Our predictor variable was therefore a binary type with the 0’s and 1’s. We run the model using Sci-Py library in Python 3.6 environment. The results are as shown above (Fig. 6):

Fig. 6
figure 6

Logistic Regression Results

The results indicate that the variables: Heart, Calories, Steps, Distance and Activity are significant in determining the changes in BMI, which would ultimately impact the probability of one getting CVD. We went ahead to split the dataset into testing dataset and training dataset and the model achieved an accuracy score of 69%.

7 Conclusion

Apart from the rapidly advancing genomics, metabolomics, single-cell analysis, phenotyping, micro-fluids and imaging technologies used for early detection of chronic illnesses, wearable technology is a change agent in the entire healthcare industry. The data gotten from wearables present tremendous opportunities for healthcare practitioners to promote a proactive approach to preventing and treating such diseases. The capabilities behind big data tracking and system analytics will ultimately result in personalised actionable health insights. However, it is worth noting that these devices should undergo proper tests and validation to ensure that the data used for the clinical operations is of good quality. Various measures should be put into place to ascertain the levels of data privacy too [8].

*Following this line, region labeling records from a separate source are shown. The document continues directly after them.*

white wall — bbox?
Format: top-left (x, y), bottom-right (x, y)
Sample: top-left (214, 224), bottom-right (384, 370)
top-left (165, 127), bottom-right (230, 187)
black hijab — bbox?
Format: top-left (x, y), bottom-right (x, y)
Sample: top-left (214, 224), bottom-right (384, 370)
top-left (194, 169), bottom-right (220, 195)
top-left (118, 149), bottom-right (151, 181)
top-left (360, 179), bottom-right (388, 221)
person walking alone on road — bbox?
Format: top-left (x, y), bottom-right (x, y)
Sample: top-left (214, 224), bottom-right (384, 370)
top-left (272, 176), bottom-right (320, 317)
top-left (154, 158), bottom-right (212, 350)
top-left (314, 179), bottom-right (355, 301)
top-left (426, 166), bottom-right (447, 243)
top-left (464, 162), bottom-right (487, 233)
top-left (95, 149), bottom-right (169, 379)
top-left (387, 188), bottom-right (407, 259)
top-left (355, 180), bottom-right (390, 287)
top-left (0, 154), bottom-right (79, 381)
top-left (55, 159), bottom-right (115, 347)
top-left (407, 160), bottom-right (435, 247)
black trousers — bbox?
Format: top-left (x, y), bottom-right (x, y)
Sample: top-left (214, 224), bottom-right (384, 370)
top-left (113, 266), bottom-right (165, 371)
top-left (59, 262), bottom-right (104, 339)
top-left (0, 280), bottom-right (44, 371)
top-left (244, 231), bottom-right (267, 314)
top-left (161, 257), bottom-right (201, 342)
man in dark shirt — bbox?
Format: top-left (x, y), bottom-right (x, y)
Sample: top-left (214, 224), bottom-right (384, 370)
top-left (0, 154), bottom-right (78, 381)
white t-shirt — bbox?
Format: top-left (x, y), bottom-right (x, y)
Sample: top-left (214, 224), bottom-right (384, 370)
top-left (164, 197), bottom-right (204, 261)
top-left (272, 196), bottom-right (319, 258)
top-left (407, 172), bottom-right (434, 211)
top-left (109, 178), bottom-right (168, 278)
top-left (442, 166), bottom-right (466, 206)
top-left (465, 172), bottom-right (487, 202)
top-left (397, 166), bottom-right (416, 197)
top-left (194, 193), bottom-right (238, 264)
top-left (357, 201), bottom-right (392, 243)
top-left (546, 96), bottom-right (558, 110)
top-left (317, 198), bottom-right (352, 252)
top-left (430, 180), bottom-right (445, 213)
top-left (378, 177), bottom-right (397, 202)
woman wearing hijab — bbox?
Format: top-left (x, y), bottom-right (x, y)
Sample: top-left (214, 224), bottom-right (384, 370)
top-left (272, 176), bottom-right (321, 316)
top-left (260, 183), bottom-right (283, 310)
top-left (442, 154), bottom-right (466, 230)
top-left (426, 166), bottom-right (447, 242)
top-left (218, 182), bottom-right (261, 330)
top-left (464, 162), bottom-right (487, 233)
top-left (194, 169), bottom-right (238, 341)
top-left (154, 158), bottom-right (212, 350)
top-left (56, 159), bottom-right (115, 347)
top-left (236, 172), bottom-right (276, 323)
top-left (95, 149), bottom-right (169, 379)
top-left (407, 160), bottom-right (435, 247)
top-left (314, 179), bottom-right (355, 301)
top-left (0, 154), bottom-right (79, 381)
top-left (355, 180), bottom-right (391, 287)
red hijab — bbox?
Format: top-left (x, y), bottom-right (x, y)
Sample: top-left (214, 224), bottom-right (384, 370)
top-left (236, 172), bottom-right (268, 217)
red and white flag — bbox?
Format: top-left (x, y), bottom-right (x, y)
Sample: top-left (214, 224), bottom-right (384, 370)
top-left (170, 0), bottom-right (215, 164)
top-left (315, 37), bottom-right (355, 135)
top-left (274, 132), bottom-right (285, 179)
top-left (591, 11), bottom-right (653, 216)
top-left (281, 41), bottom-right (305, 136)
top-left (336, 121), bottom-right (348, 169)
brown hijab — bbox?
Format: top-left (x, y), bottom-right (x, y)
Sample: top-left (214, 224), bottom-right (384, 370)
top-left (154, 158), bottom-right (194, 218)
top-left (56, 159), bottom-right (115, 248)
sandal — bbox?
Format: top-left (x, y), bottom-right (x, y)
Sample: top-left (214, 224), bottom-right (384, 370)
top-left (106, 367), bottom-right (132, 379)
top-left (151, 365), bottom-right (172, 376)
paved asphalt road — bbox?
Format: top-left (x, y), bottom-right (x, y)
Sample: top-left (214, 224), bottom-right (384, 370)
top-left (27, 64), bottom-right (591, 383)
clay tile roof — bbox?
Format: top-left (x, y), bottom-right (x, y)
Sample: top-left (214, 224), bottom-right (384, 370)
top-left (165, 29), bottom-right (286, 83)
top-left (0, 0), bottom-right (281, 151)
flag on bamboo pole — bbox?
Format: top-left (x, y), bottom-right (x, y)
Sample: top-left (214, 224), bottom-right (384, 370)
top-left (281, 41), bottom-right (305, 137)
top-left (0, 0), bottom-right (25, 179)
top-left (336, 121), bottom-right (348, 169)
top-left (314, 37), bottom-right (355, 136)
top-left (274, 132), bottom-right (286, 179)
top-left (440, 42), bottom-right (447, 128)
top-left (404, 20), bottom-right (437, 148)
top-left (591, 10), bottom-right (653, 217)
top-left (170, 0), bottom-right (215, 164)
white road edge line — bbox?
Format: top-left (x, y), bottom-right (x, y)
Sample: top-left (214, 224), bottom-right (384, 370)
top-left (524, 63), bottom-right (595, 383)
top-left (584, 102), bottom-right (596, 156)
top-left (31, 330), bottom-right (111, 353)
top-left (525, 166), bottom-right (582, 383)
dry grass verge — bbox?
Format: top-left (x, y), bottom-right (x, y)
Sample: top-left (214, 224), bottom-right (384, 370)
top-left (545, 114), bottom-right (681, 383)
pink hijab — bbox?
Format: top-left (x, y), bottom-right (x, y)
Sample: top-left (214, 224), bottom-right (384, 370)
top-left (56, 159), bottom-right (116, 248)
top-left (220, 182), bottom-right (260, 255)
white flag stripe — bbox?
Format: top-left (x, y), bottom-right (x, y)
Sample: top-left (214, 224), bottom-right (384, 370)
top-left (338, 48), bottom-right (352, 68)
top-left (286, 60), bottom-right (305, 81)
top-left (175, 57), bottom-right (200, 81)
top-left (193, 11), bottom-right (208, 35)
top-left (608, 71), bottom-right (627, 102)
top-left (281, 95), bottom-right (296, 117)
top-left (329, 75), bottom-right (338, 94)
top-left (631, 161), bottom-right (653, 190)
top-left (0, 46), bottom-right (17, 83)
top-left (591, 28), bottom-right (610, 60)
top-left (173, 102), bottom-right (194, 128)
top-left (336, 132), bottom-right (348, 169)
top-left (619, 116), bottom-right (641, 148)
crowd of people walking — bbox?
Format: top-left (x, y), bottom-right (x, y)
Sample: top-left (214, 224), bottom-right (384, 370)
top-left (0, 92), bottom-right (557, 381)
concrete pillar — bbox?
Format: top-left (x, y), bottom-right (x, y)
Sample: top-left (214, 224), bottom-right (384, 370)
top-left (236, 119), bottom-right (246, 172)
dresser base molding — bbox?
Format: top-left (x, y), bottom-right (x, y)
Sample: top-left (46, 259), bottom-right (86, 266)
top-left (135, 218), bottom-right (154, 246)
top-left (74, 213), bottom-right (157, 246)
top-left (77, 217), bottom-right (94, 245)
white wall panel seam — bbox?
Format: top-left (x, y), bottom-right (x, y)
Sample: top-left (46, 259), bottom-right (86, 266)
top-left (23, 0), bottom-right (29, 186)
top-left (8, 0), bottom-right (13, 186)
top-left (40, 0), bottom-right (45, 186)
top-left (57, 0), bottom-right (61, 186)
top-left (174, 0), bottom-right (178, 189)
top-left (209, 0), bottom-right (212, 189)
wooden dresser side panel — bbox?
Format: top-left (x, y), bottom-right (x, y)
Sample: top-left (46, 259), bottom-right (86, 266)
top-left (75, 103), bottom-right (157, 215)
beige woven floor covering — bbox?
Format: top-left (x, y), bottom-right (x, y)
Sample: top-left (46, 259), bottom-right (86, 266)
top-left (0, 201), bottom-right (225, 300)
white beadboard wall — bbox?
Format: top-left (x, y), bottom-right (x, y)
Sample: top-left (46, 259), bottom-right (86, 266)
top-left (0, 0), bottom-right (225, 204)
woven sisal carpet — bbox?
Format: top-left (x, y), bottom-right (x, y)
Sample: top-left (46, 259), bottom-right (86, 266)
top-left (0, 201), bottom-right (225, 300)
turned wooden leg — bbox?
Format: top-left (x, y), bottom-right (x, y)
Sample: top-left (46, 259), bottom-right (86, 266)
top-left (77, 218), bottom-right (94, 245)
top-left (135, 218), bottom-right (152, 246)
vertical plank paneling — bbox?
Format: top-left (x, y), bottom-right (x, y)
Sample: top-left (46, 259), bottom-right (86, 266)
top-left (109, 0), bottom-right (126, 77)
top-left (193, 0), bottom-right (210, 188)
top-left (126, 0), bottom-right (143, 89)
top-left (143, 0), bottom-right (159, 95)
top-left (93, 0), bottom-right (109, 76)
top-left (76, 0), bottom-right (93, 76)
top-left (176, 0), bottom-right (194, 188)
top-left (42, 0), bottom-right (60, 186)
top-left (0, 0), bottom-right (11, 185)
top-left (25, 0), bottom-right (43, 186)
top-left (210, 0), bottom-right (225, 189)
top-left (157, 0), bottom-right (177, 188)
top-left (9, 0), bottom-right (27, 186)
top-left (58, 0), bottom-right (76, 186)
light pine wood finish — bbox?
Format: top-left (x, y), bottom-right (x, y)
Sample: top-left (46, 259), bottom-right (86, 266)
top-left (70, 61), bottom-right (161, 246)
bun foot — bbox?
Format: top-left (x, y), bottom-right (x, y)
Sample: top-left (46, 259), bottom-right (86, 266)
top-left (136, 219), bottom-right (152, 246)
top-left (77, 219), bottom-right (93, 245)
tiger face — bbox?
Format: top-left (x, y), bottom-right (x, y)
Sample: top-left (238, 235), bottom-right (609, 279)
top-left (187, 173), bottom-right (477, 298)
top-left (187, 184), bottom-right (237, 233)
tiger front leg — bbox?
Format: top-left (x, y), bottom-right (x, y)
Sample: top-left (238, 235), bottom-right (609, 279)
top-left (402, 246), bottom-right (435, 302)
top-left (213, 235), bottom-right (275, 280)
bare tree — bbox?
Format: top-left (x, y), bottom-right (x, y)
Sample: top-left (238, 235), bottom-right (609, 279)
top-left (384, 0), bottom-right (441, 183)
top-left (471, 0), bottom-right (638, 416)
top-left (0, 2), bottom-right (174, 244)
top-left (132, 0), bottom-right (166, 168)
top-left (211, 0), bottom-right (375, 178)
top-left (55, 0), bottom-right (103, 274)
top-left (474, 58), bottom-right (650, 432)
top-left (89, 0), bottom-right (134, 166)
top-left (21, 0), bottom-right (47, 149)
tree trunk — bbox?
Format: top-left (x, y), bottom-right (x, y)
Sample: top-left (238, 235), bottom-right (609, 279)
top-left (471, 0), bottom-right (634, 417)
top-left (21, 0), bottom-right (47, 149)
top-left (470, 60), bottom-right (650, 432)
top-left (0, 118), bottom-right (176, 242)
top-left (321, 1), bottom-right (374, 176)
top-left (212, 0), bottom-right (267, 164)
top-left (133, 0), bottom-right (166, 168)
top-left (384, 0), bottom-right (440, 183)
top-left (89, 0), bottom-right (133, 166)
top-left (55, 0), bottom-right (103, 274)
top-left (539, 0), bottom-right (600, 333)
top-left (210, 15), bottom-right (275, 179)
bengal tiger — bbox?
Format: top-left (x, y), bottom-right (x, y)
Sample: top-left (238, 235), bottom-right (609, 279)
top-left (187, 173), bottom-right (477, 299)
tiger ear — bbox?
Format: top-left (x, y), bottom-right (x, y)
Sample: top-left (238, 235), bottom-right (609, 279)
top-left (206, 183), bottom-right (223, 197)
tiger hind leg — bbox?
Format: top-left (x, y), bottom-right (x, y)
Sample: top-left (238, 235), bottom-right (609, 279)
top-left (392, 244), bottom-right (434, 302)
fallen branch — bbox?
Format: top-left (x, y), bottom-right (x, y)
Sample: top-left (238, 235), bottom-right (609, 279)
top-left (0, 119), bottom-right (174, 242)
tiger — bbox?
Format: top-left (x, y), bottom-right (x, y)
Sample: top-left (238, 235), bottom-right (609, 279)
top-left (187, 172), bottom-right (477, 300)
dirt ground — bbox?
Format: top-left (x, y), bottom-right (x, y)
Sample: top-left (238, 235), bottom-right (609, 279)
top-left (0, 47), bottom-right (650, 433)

P4 medicine presents a myriad of opportunities for research and development. This has been accelerated due to the technological advancements that has led to the explosion of massive amounts of data. The shift from traditional reactive medicine to P4 medicine will only be possible when various stakeholders from the healthcare and other industries form strategic partnerships to work together towards the common goal of attaining sustainable healthcare.